Stocks Hold On For 1% Gain

Tuesday, March 31, 2009

Fundamental Take:
The Dow gained 86 points enduring a late-day sell-off on the last day of the first quarter. Banking stocks bounced back from yesterday's losses after Geithner said over the weekend that some banks may need "large amounts of assistance" perhaps foreshadowing results of the bank stress tests scheduled for completion next month. Morning optimism started stocks higher but discouraging news out of General Motors late in the day worried investors about the health of the US economy. An insider to the General Motors bondholder committee reported that a debt-for-equity swap is unlikely to occur prior to the government-imposed 60-day deadline on June 1st. GM hopes to exchange $27.5 billion in bonds for equity stakes in the company but a deal is unlikely to be agreed upon with such little time. Reworking the $20.4 billion in union healthcare cost obligations is also necessary for survival but the company
has yet to reach an agreement with the UAW. GM reported that it is preparing for a possible bankruptcy filing in June falling 28% to $1.94 per share on the day.

Technical Take:

The major indexes opened higher and pushed through yesterday's high into Monday morning's large gap down territory. After trending up throughout the day stocks topped out just under Friday's closing prices. The Dow and S&P nearly filled their gaps putting the down up 203 points before the late-day slide into the close. Bulls and bears alike lack conviction as the action becomes a bit choppier and less predictable.

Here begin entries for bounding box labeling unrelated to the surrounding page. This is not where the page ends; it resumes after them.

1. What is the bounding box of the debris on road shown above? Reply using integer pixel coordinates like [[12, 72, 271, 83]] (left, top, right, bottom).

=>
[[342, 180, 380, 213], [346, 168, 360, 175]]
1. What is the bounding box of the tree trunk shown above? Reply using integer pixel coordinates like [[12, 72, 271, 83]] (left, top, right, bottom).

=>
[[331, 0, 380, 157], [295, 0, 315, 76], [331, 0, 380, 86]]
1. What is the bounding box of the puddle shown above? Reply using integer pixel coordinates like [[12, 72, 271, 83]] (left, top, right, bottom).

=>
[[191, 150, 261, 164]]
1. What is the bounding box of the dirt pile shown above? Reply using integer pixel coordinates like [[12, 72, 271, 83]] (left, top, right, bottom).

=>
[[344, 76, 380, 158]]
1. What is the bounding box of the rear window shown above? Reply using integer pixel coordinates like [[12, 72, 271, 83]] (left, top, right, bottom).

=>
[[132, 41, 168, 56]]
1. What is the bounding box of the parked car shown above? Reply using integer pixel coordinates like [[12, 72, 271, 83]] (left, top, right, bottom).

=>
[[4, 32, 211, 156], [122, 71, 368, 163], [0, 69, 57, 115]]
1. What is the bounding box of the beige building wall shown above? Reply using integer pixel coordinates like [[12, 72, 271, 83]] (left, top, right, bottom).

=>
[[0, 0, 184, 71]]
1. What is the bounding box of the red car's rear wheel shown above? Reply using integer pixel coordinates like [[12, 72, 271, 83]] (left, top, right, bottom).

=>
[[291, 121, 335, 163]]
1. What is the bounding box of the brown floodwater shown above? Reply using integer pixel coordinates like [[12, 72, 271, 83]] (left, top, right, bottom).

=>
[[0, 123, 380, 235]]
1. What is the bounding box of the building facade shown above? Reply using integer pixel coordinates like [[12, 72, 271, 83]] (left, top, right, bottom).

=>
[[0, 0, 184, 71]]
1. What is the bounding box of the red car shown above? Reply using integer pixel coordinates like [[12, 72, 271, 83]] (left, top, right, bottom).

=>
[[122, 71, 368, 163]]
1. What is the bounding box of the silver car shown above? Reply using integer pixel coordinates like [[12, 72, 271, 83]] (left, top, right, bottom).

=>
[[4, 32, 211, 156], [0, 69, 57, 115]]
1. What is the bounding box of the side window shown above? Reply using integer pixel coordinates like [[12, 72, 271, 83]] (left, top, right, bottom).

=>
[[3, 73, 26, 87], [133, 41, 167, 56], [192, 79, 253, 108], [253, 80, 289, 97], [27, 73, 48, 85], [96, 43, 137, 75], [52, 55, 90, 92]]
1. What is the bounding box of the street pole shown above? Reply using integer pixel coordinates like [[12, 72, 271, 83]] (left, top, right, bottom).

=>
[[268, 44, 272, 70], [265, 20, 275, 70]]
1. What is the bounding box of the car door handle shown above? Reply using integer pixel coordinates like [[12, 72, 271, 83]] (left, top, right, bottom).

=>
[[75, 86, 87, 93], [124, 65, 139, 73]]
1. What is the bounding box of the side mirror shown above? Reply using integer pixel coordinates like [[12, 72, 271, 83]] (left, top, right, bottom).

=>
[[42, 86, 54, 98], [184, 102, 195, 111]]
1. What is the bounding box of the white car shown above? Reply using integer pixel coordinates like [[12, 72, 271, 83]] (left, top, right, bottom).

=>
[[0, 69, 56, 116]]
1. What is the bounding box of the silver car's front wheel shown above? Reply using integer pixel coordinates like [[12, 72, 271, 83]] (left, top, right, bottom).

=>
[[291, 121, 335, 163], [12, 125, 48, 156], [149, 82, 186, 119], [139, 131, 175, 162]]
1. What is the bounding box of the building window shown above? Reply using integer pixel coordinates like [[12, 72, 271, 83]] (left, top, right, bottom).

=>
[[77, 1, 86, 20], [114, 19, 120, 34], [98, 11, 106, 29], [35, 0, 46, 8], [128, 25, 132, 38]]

"History shows that the vast majority of the time, the stock market does next to nothing. Then, when no one expects it, the market delivers a giant gain or loss -- and promptly lapses back into its usual stupor" (Jason Zweig, WSJ). The market turned on a dime this month mounting a 20% run in a mere 13 trading sessions. This steep, highly directional move came out of nowhere catching many market participants by surprise. Now, the market has fallen back into "its usual stupor" as investors debate whether the bottom is in or the market is headed back for a retest of lows.